Speaking Engagements & Private Workshops - Get Dean Bubley to present or chair your event

Need an experienced, provocative & influential telecoms keynote speaker, moderator/chair or workshop facilitator?
To see recent presentations, and discuss Dean Bubley's appearance at a specific event, click here

Thursday, December 27, 2012

WebRTC is the new battleground for peer-to-peer vs. server-based models for communications

I'm doing a really deep dive into WebRTC technology and business models at the moment. My view is that it's going to be a huge trend during 2013, and will be subject to the highest levels of hype, hope, marketing, debunking, politics, ignorance and misinformation. I'm not predicting it will take over the world (yet) - but I certainly am predicting that it's going to be a major disruptor.

**NEW Feb 2013 - Disruptive Analysis WebRTC report - details here** 

It's a fast-moving and multi-layer landscape encompassing telcos, network suppliers, device vendors, Internet players, software developers, chip vendors, industry bodies, enterprise communications specialists and probably regulators. Because my research and analysis "beat" covers all of those, I'm hoping to be the best-placed analyst and strategy consultant to decode the various threads and tease out predictions, opportunities, threats and variables.

One of the most interesting aspects is the linkage between intricate technology issues, and the ultimate winners and losers from a business point of view. Just projecting based on the "surface detail" from PR announcements and vendor slide-decks misses what's going on beneath. I'm finding myself going ever deeper down the rabbit-hole, before I can return and emerge with a synthesised and sanitised picture of possibilities, probabilities and impossibilities. That's not to say that there aren't also a set of top-down commercial and end-user trends driving WebRTC as well - but that's for another day.

A cursory glance at the WebRTC landscape reveals a number of technical battlegrounds - or at least foci of debate:

  • Codec choices, especially VP8 vs. H.264 for video
  • Current draft WebRTC vs. Microsoft's proposed CU-RTC-Web vs. whatever Apple has up its sleeve
  • The role of WebSockets, PeerConnection, SPDY and assorted other protocols for creating realtime-suitable browser or application connections
  • What signalling protocols will get adopted along with WebRTC - SIP, XMPP and so on
  • What does WebRTC offer that Flash, Silverlight and other platforms don't?
  • What bits of all this does each major browser support, when, and how? How and when are browsers updated?
While a lot of these seem remote and abstruse, there is another (mostly unspoken) layer of debate here:

Is WebRTC mostly about browser-to-browser use cases? Or is it aimed more at browser-server/gateway applications?

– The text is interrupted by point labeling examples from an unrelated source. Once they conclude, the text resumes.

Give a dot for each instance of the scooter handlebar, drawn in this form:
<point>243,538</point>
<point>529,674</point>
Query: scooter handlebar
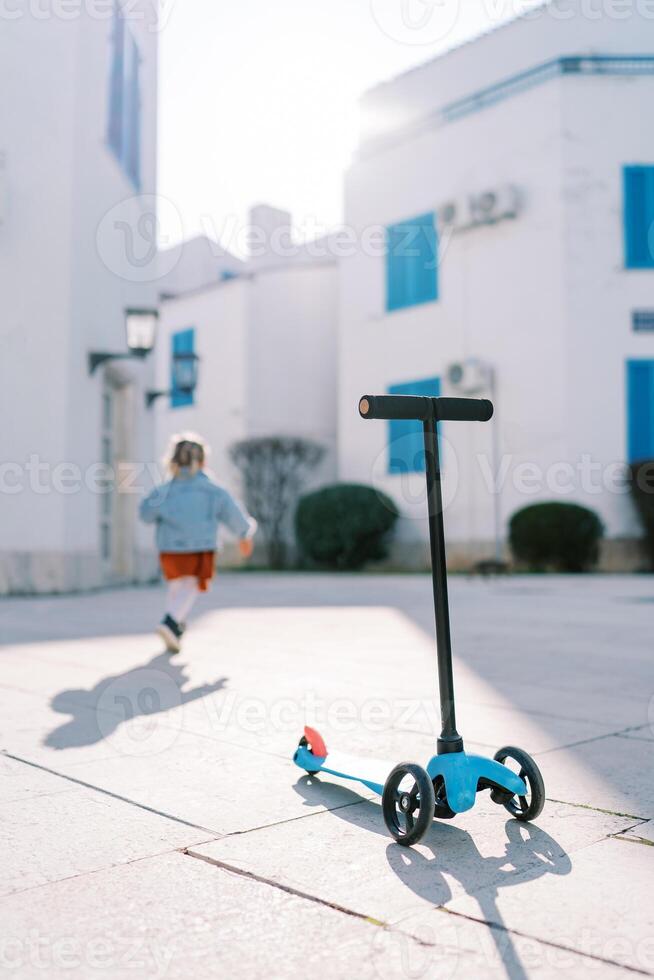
<point>423,408</point>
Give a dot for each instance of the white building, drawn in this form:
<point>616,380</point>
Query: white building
<point>527,157</point>
<point>266,341</point>
<point>77,250</point>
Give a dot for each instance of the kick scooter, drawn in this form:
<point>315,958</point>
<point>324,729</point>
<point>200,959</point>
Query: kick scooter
<point>412,795</point>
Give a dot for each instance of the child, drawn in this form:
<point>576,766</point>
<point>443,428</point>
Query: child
<point>188,510</point>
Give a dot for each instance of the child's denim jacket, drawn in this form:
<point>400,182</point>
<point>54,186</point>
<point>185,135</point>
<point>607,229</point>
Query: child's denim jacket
<point>188,511</point>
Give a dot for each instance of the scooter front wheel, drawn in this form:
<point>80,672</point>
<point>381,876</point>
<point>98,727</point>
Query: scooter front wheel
<point>408,803</point>
<point>528,807</point>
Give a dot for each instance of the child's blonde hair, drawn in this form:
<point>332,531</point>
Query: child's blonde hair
<point>187,451</point>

That is the secret question which is both chicken and egg here. Certain of the technical debates above tend to favour one set of use cases over the other - perhaps by making things easier for developers, or introducing the role of third parties who operate the middle-boxes and monetise them as "services". Because of this, it is also the hidden impetus behind various proposals and political machinations of various vendors and service providers. Other, less "Machiavellian" players are going to find themselves in the role of passengers on the WebRTC train, their prospects enhanced or damaged by these external factors without  their control.

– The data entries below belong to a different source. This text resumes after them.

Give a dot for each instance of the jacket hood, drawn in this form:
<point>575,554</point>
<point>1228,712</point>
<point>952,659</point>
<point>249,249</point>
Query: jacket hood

Let's take an example. Cisco and Ericsson are both fans of H.264 being made a mandatory video codec for WebRTC. Now there are some good objective reasons for this - it is widespread on the Internet and on mobile devices and it is acknowledged as being of good quality and bandwidth-efficiency. But.... and this is the pivot point... it is not open-source, but instead incurs royalty payments for any application with more than 100K users. Conversely, Google's preferred VP8 is royalty-free but has limited support today - especially in terms of hardware acceleration on mobile devices. Maybe in future we'll see VP8-capable chipsets, but for now it has to be done in software, at considerable cost in terms of power use.

On the face of it, Cisco and Ericsson are behaving entirely rationally and objectively here. A widely adopted, hardware-embedded codec is clearly a good basis for WebRTC. But.... by choosing one with a royalty element, they are also swaying the market towards use-cases that have business models associated with them; especially ones that are based on "services" rather than "functions", as someone, somewhere, will need to pay the H.264 licence. (Ericsson is a member of the MPEG-LA patent holders for it, too). That works against "free-to-air" WebRTC applications that work purely in a browser-to-browser or peer-to-peer fashion. I guess that it could just push the licensing cost onto the browser providers, ie Google and Mozilla etc, but that doesn't help non-browser in-app implementations of WebRTC APIs.

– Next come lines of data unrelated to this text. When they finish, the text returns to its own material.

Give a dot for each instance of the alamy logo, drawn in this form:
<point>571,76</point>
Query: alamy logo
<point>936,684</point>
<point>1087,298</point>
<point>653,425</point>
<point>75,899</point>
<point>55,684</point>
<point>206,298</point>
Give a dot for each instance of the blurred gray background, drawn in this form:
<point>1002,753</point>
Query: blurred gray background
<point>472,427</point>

But looking more broadly at all the battles above, I see a "meta-battle" which perhaps hasn't even been identified, and which also links to things like WebSockets (which is a browser-server protocol) and PeerConnection (browser-browser) as well as the role of SIP (very server/gateway-centric).

In a browser-to-browser communications scenario, there is very little role for communications service providers, or those vendors who provide complex and expensive boxes for them. Yes, there is a need for addressing and assorted capabilities for dealing with IP and security complexities like firewalls and NATs, but the actual "business logic" of the comms capability gets absorbed into the browser, rather than a server or gateway. It's a bit like having the Internet equivalent of a pair of walkie-talkies - once you've got them, there's no recurring service element tied to "sessions". Only with WebRTC, they'd be "virtual" walkie-talkies blended into apps and web-pages.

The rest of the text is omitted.